ただ一人怪異銘板

ただ一人 歌

 密教をベースにした新興宗教を辞めたのはもう何十年も前。今でも時々お経だけは読む。教団は辞めても、密教徒であることは辞めていない。教義ではなく良心に従って、宗教ではなく信仰に従って、続けている。
 怪異から逃れるために、そして自分の心から脱却するために入門した。それ以上に、私は世尊(お釈迦さま)が好きだ。かの人の行いを尊敬している。ゆえに表向きはどこにも所属はしていないが、心の底は仏弟子でありたいと願っている。信仰とは本来こういう形が正しいとも思っている。
 集団になると人というものは判断力を失ってしまう。
 サイの角の如く一人して進め。世尊の教えだ。

 お線香を上げ、お経を上げ、無色の祈りを捧げる。
 ふと、電源を切っているエアコンが音を立て始めた。
 微かな、しわがれ声。
 最初は故障かと思った。古い古い室内機である。管理を行っている不動産会社が言を左右にして交換を拒んでいる代物である。
 しかし故障にしても、電源を入れていないエアコンが音を立てるのは奇妙な話だ。
 お経を読むのを中断して、エアコンの音に耳を傾ける。
 よく聞くと、これは歌だ。掠れた声なので歌詞はしかと聴き取れぬが、確かにこれは歌声だ。リズムがある。

 いったいどうやって?
 電波の混線で電子基板が暴走?
 だが、その場合は、電気的変動を音声に変換するメカニズム、つまりスピーカーが必要だ。ブザー鳴動用のスピーカーはあるがそもそも音声変換用のソフトが組み込まれていない。
 では超音波振動による共鳴はどうか? 送風板を二種類の共鳴周波数で振動させ、相互の唸り振動により、超音波自体を隠蔽したまま可聴域音を発生することができる。だが、その場合は高度な演算装置と大型の超音波スピーカーが必要だ。かかる費用も億の単位に上る。
 しばらく科学的な答えを考えて、それからこれはオカルト現象だと判断した。
 なにものかが、エアコンの送風口を生物の口に見立てて、歌っているのだ。

 そのまま一分間ほど静かに聞いていると、やがて歌は途切れ途切れになって消えた。
「仏の座を歌で乱すとは不敬な!」
 そう言ってから読経に戻った。
 しかしまあこれはもしかしたら、年取ったエアコンの御仏に対する背一杯の捧げものだったのかもしれない。
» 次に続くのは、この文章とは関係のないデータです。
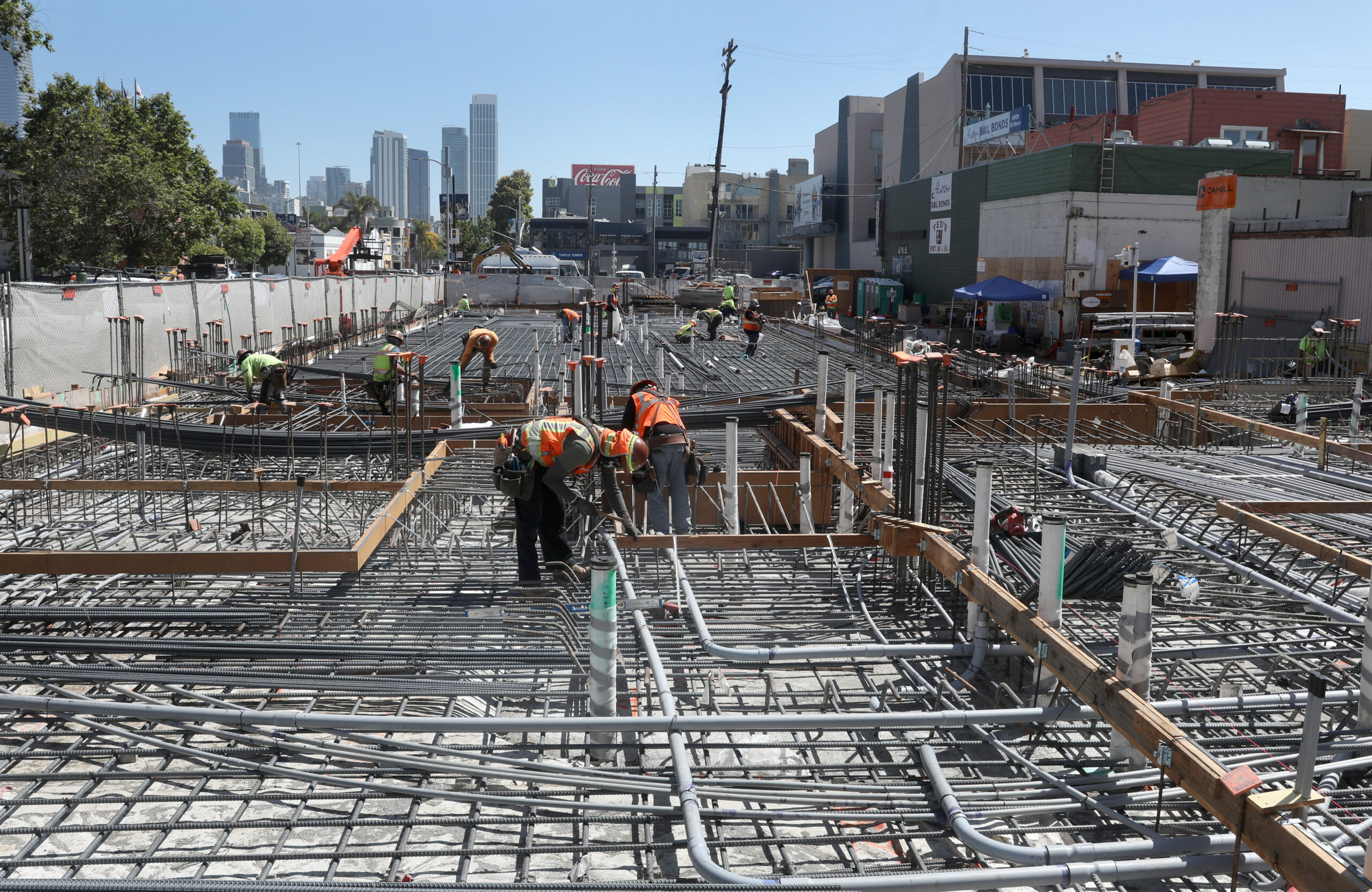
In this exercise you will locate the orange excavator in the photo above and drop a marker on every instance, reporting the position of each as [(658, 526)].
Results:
[(334, 263)]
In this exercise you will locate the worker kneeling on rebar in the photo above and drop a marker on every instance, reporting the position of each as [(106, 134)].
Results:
[(271, 375), (658, 420), (479, 341), (386, 367), (533, 463)]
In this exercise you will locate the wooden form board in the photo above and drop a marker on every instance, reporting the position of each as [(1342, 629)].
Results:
[(199, 563)]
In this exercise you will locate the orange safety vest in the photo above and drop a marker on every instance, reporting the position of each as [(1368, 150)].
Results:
[(655, 410), (549, 435)]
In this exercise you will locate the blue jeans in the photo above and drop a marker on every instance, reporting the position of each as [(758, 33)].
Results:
[(670, 464)]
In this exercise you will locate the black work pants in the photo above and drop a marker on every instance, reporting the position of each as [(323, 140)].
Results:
[(540, 519)]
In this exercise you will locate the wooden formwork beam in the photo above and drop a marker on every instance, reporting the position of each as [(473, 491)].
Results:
[(1273, 530), (258, 562)]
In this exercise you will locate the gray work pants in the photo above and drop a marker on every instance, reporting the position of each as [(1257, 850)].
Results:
[(670, 464)]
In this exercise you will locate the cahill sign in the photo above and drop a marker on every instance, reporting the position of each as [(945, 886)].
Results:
[(600, 175)]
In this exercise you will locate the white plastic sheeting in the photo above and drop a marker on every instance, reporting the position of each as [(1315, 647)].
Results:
[(64, 330)]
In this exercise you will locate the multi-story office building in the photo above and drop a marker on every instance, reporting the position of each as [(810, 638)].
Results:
[(457, 148), (13, 94), (484, 154), (755, 210), (238, 165), (248, 127), (390, 168), (334, 183), (915, 132), (419, 184)]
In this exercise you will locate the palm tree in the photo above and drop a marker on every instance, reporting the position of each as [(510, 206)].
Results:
[(359, 207)]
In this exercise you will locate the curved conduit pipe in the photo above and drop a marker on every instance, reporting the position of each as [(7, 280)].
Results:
[(1248, 573), (819, 652)]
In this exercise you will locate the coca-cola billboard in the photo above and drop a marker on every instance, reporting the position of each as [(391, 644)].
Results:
[(600, 175)]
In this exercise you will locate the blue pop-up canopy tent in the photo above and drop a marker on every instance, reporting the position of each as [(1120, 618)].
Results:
[(1165, 270), (1002, 288)]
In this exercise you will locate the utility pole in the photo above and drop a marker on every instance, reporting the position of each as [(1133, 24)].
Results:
[(719, 153)]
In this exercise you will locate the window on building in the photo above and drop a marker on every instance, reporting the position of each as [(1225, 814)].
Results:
[(999, 92), (1145, 91), (1090, 98), (1239, 135)]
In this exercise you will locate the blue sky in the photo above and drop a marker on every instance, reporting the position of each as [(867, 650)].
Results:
[(628, 83)]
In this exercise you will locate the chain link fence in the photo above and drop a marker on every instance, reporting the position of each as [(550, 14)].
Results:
[(59, 337)]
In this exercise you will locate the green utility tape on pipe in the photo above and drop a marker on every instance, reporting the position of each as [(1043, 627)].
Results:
[(604, 597)]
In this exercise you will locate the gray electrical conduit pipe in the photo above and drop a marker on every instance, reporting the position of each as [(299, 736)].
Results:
[(1067, 854), (1329, 609), (821, 652), (944, 881)]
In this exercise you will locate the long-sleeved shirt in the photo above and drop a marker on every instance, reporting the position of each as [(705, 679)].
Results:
[(254, 366)]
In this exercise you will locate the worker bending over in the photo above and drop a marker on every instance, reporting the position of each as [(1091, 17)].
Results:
[(728, 307), (270, 371), (752, 329), (712, 319), (570, 319), (386, 368), (658, 420), (555, 449), (479, 341)]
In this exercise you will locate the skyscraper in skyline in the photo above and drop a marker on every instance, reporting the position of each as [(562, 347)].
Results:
[(419, 184), (454, 140), (390, 163), (13, 96), (335, 180), (248, 127), (484, 155)]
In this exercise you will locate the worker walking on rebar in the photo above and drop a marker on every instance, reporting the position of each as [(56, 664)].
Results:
[(479, 341), (752, 329), (728, 307), (1314, 349), (552, 450), (658, 420), (271, 374), (571, 320), (712, 320), (386, 367)]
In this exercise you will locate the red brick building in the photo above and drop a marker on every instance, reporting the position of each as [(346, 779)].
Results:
[(1307, 124)]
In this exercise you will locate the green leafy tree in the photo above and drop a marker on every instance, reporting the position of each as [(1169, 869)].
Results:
[(243, 241), (429, 244), (18, 35), (278, 242), (474, 236), (512, 191), (359, 207), (110, 183)]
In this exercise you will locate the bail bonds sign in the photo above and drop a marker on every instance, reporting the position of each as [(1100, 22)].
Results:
[(600, 175)]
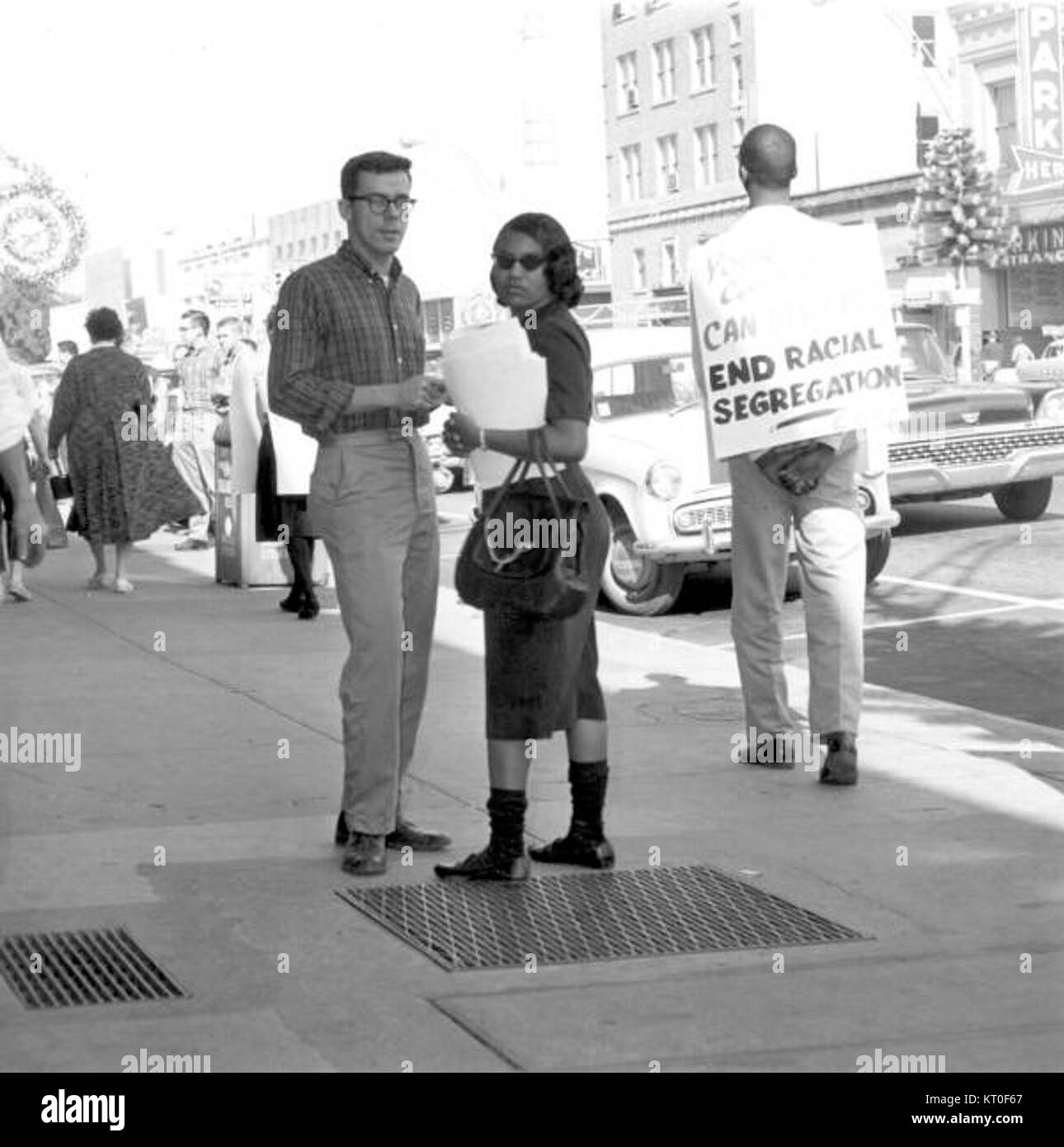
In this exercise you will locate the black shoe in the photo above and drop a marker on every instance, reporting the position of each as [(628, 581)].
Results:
[(840, 765), (294, 602), (407, 835), (365, 856), (578, 850), (487, 865)]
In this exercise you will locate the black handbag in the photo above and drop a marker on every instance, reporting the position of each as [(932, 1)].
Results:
[(515, 555)]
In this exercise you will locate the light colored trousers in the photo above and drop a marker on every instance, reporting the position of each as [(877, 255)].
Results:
[(373, 503), (829, 537), (193, 455)]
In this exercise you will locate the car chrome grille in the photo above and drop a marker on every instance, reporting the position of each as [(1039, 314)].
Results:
[(975, 451), (693, 518)]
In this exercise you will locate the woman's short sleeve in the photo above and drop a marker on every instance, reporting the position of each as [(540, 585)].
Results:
[(569, 371)]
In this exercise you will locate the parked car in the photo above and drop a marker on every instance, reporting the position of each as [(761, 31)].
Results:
[(670, 507), (964, 441)]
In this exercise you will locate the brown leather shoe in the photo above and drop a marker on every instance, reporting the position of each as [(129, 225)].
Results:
[(487, 865), (407, 835), (365, 856), (840, 765)]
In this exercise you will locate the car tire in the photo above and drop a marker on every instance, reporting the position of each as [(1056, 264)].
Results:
[(878, 550), (655, 585), (1023, 502), (443, 479)]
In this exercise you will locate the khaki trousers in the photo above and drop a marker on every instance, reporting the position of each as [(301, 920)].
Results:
[(374, 505), (829, 537)]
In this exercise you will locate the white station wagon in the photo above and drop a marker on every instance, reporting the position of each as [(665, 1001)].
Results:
[(648, 460)]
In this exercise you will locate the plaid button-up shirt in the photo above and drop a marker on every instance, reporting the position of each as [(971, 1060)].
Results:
[(341, 326)]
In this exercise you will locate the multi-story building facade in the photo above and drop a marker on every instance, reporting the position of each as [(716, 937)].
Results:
[(861, 87)]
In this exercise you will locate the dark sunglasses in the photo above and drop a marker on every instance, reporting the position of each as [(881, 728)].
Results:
[(529, 262)]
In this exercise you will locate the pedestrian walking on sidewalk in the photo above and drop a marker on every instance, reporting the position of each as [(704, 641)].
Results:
[(346, 362), (811, 484), (203, 400), (125, 485), (282, 484), (540, 675), (21, 513)]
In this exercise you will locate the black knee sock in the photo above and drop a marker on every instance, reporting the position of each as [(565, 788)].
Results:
[(299, 555), (587, 782), (507, 811)]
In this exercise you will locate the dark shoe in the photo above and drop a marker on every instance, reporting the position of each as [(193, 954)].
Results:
[(487, 865), (407, 835), (578, 850), (840, 765), (365, 856), (293, 603), (779, 755)]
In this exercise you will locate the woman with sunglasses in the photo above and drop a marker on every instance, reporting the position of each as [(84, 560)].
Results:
[(541, 676)]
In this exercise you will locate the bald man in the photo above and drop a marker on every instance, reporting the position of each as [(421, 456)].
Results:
[(812, 487)]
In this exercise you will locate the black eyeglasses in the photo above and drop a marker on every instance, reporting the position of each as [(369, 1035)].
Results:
[(528, 262), (379, 203)]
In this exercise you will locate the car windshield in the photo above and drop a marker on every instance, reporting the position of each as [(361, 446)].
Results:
[(646, 385), (920, 355)]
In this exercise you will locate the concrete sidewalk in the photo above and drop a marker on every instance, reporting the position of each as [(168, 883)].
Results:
[(947, 855)]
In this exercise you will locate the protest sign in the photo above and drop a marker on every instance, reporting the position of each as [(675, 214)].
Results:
[(793, 335), (500, 382)]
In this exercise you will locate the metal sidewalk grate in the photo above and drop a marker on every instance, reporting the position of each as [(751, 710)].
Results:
[(103, 966), (610, 915)]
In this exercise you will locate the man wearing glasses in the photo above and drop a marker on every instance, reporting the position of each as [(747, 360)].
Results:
[(346, 362)]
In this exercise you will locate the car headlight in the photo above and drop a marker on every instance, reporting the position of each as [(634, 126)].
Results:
[(1052, 408), (664, 481)]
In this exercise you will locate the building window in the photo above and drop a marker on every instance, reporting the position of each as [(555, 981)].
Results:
[(631, 173), (1004, 97), (669, 165), (670, 267), (702, 59), (738, 129), (737, 80), (628, 84), (923, 38), (926, 129), (664, 73), (705, 155)]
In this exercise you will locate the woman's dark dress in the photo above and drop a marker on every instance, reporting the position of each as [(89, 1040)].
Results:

 それ以来二度とエアコンが歌うことはなかった。ろくでもない不動産屋が横領をやらかしてくれたお蔭で、新しい不動産屋に代わり、ついにこの二十五年物のエアコンは取り換えられることになった。
 もしかしたら今でも、どこかの廃材置き場で、一人孤独に歌い続けているのかもしれない。